Milly - Champagne Self









Maya - Fawn and White









Edit - Correct colours =]


----------



## Cait (Oct 3, 2008)

The 'silver' looks champagne on my screen. The one you have called tan is fawn, and very pretty


----------



## Matt Haslam (Mar 13, 2010)

looks champagne to me too


----------



## kaisa624 (Mar 26, 2010)

Ooh, ok thanks! I thought it looked more Champagne but wasn't sure... Will try to find a decent cam to take some pics once they are a little less mad about running around haha Only got them today... Those pics were taken as I was moving them from their transport cage to their new home 

The one of the 3 together is the clearest, as they were half asleep after the 20 min journey home haha


----------



## Matt Haslam (Mar 13, 2010)

they are a pain to photograph when young and not settled in


----------



## kaisa624 (Mar 26, 2010)

Yup! I was surprised I didn't get bit to be honest with you... With all previous hammys and gerbils I've always gotten at least one bite from picking them up moving from transport cage to home...

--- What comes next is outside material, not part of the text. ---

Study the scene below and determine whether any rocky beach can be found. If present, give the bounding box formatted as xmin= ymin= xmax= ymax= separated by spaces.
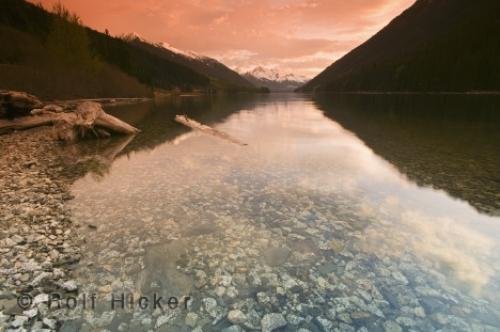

I let them have free run of the bathroom, from their cage, I had ladders on either side, when I was in the bath reading, but they just sat in their cage. Was quite amusing... The hammy and when we had gerbils, always climb out of their cage... even when we first get them.

I'll leave them be tomorrow  I'm working Thurs, so will get them out again in the eve. Let's hope the parents don't go mad, as they haven't been told... The hammy is on show, as it's my OH's, but the mice will be living under my bed  I have a throw that covers it... I have a single trundle bed, so it's up as a double atm.


----------